Generating Object Proposals

22 Dec

proposal_teaserThis is a followup post to A Seismic Shift in Object Detection. In the earlier post I discussed the resurgence of segmentation for object detection, in this post I go into more technical detail about the algorithms for generating the segments and object proposals. If you haven’t yet, you should read my previous post first. 🙂

First, a brief historical overview. In classic segmentation the goal was to assign every pixel in an image to one of K labels such that distinct objects receive unique labels. So ideally an algorithm would generate separate segments for your cat and your couch and pass these on to the next stage of processing. Unfortunately, this is a notoriously difficult problem, and arguably, it’s simply the wrong problem formulation. Classic segmentation is exceedingly difficult: mistakes are irreversible and incorrect segments harm subsequent processing. If your kitty had its head chopped off or was permanently merged with the couch, well, tough luck. Thus classic segmentation rarely serves as a pre-processing step for detection and workarounds have been developed (e.g. sliding windows).
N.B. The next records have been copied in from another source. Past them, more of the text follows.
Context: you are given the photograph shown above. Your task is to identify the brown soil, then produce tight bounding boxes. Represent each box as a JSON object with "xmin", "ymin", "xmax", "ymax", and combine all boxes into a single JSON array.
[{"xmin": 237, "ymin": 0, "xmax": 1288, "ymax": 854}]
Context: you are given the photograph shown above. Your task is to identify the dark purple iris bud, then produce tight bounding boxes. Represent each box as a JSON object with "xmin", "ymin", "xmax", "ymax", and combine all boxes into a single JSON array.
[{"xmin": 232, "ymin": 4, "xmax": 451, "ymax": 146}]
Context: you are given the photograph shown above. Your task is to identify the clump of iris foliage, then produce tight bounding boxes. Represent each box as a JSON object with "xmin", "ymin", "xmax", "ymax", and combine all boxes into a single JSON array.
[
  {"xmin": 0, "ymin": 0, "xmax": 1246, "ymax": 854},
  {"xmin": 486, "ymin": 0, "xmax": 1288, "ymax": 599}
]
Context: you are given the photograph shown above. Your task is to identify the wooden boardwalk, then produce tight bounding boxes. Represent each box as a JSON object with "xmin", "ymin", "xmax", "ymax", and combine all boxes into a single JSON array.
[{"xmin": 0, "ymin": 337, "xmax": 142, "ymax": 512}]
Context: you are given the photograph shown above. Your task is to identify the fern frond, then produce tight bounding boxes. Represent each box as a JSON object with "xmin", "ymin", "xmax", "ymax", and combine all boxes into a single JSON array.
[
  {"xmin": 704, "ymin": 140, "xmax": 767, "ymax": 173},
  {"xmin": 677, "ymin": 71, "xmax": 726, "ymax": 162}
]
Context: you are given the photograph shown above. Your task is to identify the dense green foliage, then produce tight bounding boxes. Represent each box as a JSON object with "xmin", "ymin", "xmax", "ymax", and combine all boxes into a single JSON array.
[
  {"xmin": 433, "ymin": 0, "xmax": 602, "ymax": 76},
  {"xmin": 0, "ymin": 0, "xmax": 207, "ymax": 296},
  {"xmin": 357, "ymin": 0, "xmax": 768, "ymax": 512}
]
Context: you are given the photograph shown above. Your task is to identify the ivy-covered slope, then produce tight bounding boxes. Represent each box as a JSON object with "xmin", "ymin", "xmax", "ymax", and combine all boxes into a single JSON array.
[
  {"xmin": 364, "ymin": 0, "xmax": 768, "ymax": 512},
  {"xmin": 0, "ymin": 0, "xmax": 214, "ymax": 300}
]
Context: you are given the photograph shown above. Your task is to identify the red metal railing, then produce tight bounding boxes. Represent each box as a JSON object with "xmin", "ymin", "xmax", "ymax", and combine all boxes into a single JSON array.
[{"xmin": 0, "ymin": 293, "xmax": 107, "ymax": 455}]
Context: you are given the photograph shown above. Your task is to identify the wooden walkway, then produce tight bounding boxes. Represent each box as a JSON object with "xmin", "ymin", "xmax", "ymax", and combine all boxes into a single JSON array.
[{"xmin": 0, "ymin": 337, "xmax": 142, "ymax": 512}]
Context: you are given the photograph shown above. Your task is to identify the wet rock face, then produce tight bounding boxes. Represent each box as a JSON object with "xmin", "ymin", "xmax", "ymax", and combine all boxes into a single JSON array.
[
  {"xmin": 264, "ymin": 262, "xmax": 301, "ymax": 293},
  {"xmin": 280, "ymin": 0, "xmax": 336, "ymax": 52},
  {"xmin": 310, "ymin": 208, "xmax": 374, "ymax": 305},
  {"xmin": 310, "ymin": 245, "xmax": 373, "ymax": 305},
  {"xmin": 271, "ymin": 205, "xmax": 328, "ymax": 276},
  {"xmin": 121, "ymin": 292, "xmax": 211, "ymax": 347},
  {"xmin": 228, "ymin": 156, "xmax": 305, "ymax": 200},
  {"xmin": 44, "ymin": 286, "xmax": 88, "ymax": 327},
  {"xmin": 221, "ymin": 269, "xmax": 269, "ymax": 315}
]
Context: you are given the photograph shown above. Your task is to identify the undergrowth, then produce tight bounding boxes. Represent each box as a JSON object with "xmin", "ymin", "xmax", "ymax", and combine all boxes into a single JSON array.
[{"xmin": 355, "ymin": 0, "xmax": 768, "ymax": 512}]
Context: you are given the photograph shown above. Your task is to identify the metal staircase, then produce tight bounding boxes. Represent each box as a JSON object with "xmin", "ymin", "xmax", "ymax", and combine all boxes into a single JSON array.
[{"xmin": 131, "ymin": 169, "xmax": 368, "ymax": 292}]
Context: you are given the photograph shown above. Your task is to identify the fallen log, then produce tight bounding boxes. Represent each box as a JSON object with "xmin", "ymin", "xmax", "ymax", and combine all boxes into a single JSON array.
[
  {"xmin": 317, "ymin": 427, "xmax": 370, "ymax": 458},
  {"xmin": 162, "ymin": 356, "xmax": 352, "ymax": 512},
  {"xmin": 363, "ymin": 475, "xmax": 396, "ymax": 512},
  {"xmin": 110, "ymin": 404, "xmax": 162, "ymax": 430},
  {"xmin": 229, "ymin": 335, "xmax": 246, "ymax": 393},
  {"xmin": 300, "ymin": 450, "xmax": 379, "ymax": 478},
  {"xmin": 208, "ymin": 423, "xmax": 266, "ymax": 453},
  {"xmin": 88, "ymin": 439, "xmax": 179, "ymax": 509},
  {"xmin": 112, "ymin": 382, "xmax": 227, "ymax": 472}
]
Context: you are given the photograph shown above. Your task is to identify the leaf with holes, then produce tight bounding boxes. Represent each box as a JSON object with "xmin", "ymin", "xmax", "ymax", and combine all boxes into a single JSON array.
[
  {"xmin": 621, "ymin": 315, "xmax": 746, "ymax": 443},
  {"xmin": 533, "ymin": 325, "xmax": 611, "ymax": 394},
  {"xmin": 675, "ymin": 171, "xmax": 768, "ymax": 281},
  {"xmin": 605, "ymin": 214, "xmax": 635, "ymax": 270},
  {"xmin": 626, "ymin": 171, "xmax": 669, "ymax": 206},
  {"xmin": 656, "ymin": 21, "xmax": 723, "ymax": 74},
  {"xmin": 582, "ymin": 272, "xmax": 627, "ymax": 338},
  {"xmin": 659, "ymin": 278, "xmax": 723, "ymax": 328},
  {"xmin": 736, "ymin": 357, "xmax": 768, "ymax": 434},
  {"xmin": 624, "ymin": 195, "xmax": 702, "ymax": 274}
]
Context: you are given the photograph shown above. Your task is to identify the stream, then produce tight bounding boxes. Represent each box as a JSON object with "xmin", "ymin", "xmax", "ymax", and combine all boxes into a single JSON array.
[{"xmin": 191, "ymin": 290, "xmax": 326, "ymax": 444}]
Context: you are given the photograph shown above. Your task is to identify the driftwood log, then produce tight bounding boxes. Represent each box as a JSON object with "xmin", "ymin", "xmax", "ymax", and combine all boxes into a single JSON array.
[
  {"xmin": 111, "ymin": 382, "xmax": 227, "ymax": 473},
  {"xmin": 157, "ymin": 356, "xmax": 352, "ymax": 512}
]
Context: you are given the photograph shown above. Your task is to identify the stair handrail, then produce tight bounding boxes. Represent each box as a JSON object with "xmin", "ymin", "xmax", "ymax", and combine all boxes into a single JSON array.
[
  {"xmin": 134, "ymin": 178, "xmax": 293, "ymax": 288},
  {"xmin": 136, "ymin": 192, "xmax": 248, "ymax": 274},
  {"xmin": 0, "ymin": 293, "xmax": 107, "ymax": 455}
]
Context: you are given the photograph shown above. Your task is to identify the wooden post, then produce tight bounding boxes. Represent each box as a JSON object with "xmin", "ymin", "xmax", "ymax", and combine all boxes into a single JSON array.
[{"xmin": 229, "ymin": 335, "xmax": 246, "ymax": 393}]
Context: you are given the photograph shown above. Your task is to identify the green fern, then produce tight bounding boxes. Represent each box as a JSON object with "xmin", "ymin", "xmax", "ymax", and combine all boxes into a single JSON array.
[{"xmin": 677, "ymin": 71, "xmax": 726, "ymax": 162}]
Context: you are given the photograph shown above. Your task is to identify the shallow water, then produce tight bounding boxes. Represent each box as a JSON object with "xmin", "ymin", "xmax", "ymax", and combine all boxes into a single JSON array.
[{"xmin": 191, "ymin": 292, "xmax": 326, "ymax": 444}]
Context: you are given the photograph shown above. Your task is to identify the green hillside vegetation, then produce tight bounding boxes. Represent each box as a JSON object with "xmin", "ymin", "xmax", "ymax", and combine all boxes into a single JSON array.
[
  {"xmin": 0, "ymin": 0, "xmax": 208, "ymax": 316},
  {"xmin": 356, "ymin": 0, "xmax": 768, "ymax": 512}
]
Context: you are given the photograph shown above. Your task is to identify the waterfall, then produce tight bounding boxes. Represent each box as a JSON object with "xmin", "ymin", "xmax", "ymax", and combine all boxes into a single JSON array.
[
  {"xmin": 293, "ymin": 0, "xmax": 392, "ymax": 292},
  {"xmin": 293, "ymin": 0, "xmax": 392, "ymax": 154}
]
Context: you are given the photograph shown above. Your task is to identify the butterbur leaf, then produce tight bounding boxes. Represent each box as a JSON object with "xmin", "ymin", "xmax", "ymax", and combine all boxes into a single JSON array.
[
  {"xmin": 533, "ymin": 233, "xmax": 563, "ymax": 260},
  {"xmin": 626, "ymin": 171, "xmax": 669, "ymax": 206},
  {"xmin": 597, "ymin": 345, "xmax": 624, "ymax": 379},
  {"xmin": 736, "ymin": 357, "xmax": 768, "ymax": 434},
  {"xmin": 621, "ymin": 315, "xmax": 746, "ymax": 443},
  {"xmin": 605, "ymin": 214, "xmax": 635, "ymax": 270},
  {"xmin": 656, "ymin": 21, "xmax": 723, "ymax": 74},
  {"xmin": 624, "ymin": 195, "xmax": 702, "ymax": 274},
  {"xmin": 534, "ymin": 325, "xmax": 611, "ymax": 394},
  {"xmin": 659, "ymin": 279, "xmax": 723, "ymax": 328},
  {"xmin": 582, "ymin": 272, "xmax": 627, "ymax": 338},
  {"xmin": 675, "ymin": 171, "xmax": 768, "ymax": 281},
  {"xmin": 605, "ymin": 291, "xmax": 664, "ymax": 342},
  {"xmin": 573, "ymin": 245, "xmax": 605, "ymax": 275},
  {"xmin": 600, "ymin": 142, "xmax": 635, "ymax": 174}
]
A major innovation in how we think about segmentation occurred around 2005. In their work on estimating geometric context, Derek Hoiem et al. proposed to use multiple overlapping segmentations, this was explored further by Bryan Russell and Tomasz Malisiewicz and their collaborators (see here and here). The idea is as simple as it sounds: generate multiple candidate segmentations, and while your kitty may be disfigured in many, hopefully at least one of the segmentations will contain her whole and unharmed. This was a leap in thinking because it shifts the focus to generating a diversity of segmentations as opposed to a single and perfect (but unachievable) segmentation.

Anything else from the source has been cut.